In collaboration with Rise Art, Mayacama hosted the painter Ezra Johnson as an artist in residence.
From the sunlight breaking on the tops of hills and trees, viewed from his casita early in the morning, to mist settling over the putting greens at dusk, Johnson has applied his painterly language to many aspects of life at the club.
The resultant paintings – like much of Johnson’s past work – sit somewhere between fact and fiction. They analyse the landscape as an example of nature shaped by man, taking stock of both its untameable wildness and its regimented patterns. Beyond that, though, they depart from the reality of the artist’s surroundings, by turns simplifying and embellishing them. In doing so, they expose glimmers of his own emotional reaction to the landscape.

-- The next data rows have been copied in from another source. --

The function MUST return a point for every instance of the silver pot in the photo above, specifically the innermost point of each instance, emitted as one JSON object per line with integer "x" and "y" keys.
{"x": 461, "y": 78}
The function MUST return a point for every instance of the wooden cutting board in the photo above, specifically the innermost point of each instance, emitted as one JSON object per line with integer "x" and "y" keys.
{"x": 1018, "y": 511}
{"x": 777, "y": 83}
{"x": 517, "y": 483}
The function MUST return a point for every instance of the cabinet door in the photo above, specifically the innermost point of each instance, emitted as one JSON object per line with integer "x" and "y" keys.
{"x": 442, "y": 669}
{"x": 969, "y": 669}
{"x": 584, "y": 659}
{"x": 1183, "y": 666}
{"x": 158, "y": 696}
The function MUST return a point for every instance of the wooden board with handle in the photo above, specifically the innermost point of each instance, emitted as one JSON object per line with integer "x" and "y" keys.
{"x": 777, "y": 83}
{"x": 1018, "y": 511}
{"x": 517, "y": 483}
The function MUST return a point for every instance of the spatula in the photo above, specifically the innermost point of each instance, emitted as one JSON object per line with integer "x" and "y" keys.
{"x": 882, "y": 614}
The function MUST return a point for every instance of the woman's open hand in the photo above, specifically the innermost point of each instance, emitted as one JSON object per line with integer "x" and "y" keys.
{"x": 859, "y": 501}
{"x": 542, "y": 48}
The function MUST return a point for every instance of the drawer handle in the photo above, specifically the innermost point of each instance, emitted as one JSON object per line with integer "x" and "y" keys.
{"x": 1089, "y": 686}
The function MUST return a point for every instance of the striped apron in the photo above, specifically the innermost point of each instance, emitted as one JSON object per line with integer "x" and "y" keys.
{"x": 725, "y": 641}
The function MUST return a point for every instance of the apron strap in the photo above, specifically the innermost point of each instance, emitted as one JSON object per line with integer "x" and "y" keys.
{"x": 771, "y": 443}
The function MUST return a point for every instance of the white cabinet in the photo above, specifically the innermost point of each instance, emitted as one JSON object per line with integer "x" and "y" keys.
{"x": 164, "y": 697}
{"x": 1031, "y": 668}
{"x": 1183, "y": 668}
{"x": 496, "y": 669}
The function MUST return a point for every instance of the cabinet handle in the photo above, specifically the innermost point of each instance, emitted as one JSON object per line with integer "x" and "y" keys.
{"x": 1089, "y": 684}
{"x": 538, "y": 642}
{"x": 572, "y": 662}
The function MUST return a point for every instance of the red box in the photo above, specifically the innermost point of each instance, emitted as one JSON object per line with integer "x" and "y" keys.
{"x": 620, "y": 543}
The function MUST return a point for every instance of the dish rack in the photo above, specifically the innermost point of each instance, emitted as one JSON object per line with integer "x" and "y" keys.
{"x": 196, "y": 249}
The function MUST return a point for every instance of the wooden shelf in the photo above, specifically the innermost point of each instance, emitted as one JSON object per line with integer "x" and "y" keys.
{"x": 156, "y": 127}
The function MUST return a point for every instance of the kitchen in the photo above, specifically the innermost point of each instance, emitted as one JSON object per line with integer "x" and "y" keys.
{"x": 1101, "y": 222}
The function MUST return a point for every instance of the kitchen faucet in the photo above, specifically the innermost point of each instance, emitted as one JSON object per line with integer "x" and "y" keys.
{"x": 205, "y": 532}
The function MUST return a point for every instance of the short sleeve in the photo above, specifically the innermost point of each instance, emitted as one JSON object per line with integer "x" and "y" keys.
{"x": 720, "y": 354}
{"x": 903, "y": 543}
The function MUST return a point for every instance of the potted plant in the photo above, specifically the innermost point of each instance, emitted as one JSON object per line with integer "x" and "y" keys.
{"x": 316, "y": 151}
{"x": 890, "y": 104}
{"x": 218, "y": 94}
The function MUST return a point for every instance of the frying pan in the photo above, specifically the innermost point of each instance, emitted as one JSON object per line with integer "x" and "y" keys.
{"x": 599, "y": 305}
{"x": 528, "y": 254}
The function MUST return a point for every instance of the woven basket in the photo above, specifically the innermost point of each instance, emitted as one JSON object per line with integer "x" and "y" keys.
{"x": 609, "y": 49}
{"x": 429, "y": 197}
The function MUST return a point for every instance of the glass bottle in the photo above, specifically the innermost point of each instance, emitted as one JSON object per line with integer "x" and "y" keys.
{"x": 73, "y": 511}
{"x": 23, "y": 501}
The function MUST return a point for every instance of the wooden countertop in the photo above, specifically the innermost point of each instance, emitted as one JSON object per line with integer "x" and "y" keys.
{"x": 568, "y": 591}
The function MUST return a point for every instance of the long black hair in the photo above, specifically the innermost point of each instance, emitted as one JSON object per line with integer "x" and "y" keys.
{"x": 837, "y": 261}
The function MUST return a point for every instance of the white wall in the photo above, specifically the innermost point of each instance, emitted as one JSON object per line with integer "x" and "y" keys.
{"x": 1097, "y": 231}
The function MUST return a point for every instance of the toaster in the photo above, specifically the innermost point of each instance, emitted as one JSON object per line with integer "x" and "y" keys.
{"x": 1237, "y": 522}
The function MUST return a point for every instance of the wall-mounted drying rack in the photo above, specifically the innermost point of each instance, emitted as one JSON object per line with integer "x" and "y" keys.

It is through this balance of perception and imagination that Johnson has rendered his unique vision of Mayacama, playing on the personal emotional resonances of the landscape and, where necessary, using his artistic licence to convey them to us.
Rise Art shines a light on today's most dynamic and culturally significant artists, collaborating directly with a curated roster of emerging, mid-career, and established creatives worldwide.
Mayacama is a private golf and residential community nestled in the hills of northern Sonoma County, California.
"The first thing I’m looking for in a scene that I’m going to paint is contrast, colour, composition, and light. Those are the key ingredients for painting."
– Ezra Johnson"Seeing Ezra at work at Mayacama was incredibly inspiring. Painting within this expansive landscape, he came into contact with many of the formal challenges that have troubled and animated the work of a gamut of landscape painters from Munch to Hockney. His own approach to the Sonoma landscape – a combination of realism and imagination – captures something essential of its essence." – Phin Jennings
Ezra Johnson is a painter based between Tampa, New York and London. Born in Wenatchee, Washington, he received his MFA from Hunter College in 2006 and has since exhibited at the Hammer Museum in Los Angeles, Site Santa Fe, and the ICA in Philadelphia.
Deeply reverential of historical painting traditions, subjects and techniques, his work approaches them with a contemporary lens. His past subjects have included still lifes in the tradition of Giorgio Morandi made up of trash, Impressionistic vases of flowers on cluttered tables, and shadowy cityscapes that capture the atmosphere of Tampa, which he describes as “tropical noir”.